No fanfare, no enthusiasm: this is not an achievement, it is a duty. An act due to the millions of Italian passengers who for years had to make do with chatbots in English, call centers that were not always accessible and customer service that seemed designed only for Hungarian or English speakers. All this while Wizz Air was multiplying its routes from Italy, up to - by summer 2025 - as many as 200 connections to 80 destinations in 32 countries, with over 13 million places offered. Record numbers, of course, but without adequate local language service, they become a cold statistic.
Now, finally, Italian language support will be available on weekdays from 9:00 am to 6:00 pm, via chatbot and live chat On the website and app. Basically: only during office hours, no weekend support, and nothing resembling a call center with easily reachable human operators. A half step forward, in short. Better than nothing, but still too little when compared to the importance of the Italian market for Wizz Air.
It is all wrapped up in the usual corporate rhetoric, under the umbrella of the "Customer First Compass" initiative, which promises billion-dollar investments (14 billion over three years, they say) to improve the customer experience. But the reality, at least for Italian passengers, is that this attention comes with a guilty delay and only after many reports, protests, and probably the fear of losing market share to more customer-conscious competitors.

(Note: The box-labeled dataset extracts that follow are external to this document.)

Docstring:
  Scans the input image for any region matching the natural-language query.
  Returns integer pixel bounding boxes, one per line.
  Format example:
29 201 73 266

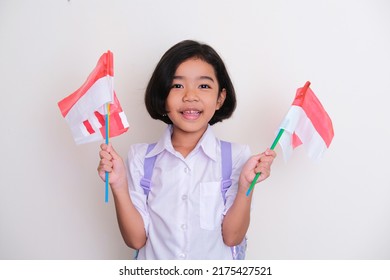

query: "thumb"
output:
107 143 121 160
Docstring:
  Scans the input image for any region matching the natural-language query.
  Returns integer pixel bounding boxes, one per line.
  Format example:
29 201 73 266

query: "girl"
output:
98 41 276 259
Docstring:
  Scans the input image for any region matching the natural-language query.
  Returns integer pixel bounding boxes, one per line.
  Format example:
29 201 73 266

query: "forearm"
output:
113 186 146 250
222 192 252 246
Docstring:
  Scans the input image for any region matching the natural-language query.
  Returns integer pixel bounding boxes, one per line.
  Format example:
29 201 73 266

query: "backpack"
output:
136 141 247 260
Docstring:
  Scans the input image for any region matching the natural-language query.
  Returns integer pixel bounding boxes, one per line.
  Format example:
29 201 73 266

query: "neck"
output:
172 127 207 157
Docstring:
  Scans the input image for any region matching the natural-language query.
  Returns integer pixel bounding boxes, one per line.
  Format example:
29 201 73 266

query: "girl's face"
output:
166 58 226 138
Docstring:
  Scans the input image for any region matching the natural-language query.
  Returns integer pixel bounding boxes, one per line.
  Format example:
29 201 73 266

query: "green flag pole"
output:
246 128 284 196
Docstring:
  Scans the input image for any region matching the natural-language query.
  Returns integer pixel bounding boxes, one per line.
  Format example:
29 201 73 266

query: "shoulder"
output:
219 141 251 165
127 143 149 164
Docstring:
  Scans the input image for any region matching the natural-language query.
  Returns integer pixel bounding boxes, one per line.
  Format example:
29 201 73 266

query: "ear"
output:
217 88 226 110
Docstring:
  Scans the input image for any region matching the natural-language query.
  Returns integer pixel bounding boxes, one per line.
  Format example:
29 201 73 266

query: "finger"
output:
107 143 121 160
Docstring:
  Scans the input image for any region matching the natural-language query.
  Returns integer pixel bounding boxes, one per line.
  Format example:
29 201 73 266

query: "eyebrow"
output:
173 76 215 83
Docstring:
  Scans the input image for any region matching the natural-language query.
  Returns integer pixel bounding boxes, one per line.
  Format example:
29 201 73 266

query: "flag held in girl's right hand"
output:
279 82 334 160
58 51 129 144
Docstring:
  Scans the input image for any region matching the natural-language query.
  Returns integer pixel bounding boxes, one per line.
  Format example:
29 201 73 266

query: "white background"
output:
0 0 390 259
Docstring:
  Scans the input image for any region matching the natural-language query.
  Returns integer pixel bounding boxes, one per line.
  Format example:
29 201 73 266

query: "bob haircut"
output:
145 40 236 125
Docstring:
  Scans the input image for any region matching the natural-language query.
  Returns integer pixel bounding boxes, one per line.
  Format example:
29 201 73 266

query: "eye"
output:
171 84 184 88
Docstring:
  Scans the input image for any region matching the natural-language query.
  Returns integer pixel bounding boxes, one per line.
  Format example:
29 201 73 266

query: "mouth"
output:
180 109 202 120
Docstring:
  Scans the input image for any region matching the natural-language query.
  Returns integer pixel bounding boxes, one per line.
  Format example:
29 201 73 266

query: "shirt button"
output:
179 253 186 259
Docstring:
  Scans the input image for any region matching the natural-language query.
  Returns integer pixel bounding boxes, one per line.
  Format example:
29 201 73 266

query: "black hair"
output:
145 40 236 125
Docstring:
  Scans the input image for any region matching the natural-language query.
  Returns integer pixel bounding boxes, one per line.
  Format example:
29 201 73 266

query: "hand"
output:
239 149 276 192
97 143 127 189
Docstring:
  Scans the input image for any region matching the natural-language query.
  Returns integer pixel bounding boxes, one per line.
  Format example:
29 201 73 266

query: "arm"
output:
98 144 146 249
222 149 276 246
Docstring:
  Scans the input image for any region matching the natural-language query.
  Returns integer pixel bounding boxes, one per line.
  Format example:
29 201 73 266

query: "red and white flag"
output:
58 51 129 144
279 82 334 160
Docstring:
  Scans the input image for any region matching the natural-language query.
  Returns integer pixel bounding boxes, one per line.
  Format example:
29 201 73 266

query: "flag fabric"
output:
58 51 129 144
279 82 334 161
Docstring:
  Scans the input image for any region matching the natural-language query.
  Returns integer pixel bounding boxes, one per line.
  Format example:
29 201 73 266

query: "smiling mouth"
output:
181 110 201 120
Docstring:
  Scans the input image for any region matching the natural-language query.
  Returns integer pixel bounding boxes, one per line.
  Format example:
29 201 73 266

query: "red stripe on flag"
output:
292 82 334 147
83 120 95 134
58 51 114 117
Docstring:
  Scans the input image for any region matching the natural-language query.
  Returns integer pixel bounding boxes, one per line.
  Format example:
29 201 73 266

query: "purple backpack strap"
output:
140 143 157 196
221 141 232 202
221 141 247 260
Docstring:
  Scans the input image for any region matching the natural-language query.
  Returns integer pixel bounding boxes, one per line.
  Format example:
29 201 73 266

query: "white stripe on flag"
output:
279 105 327 161
119 111 130 128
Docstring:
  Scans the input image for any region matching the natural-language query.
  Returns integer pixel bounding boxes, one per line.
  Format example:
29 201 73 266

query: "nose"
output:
183 88 198 101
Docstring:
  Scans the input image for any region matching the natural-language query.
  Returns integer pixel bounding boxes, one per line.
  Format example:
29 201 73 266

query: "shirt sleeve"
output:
223 143 251 215
126 144 150 236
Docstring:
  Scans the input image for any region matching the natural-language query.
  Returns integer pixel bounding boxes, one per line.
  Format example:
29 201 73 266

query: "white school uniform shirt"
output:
127 125 250 260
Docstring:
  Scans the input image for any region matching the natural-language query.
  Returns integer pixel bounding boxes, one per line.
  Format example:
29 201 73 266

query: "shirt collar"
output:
146 125 219 161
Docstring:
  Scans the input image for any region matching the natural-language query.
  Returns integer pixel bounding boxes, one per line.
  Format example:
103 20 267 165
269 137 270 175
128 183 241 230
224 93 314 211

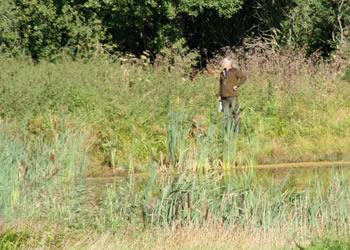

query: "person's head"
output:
221 57 233 70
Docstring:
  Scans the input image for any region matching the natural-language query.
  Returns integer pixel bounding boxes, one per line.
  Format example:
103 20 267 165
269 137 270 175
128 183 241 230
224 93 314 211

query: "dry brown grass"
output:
0 220 328 249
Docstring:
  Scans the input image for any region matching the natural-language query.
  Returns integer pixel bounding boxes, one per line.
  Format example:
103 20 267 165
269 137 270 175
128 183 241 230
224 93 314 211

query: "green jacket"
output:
219 68 247 97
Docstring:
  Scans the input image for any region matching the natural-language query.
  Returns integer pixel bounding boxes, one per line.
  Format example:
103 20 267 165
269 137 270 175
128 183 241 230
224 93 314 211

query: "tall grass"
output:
0 117 86 217
0 51 350 169
0 167 350 248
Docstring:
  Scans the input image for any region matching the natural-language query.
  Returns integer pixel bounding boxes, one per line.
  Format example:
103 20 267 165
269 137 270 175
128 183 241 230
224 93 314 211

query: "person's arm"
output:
235 69 247 87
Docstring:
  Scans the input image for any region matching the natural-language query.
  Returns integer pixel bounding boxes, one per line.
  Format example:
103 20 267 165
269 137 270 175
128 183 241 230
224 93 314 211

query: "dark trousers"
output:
221 96 241 132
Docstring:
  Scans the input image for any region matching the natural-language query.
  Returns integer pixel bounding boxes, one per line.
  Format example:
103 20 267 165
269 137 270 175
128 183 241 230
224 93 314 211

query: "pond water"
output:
87 162 350 189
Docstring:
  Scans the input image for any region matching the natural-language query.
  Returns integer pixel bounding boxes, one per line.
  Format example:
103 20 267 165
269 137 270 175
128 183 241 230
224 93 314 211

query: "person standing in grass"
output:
219 57 247 131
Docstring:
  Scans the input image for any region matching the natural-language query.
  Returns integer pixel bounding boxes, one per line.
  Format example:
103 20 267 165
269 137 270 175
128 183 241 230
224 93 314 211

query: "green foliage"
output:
0 0 104 60
298 235 350 250
0 231 30 250
343 65 350 82
0 53 350 169
280 0 350 54
0 0 350 59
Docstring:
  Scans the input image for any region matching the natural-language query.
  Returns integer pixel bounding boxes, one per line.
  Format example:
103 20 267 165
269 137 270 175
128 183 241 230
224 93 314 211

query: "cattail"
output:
175 203 179 221
50 149 55 165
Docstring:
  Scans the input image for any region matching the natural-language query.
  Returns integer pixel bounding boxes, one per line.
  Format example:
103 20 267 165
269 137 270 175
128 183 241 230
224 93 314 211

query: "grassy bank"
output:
0 53 350 174
0 116 350 249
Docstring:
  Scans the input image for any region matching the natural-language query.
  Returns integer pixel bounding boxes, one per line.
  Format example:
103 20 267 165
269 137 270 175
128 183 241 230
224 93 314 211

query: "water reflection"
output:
87 164 350 190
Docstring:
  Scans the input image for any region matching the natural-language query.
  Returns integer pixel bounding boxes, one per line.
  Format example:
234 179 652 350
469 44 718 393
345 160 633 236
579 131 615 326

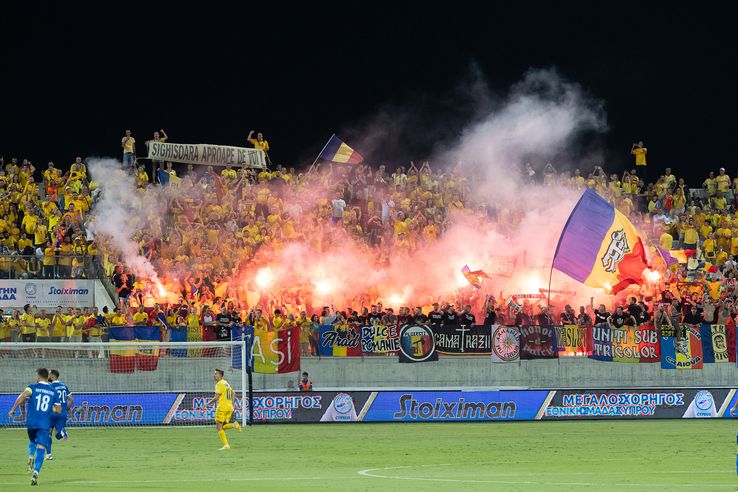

"The introduction of Italian-language support is another step in our commitment to putting customers at the center of everything we do," said Corporate Communications Manager Salvatore Gabriele Imperiale. Too bad the "center" for years has been elsewhere.
Whether this is the beginning of a real breakthrough or yet another cosmetic move time will tell. But one thing is certain: Italian passengers deserved customer service understandable in their own language much sooner. And now that it is finally there, it will be the case that it really works.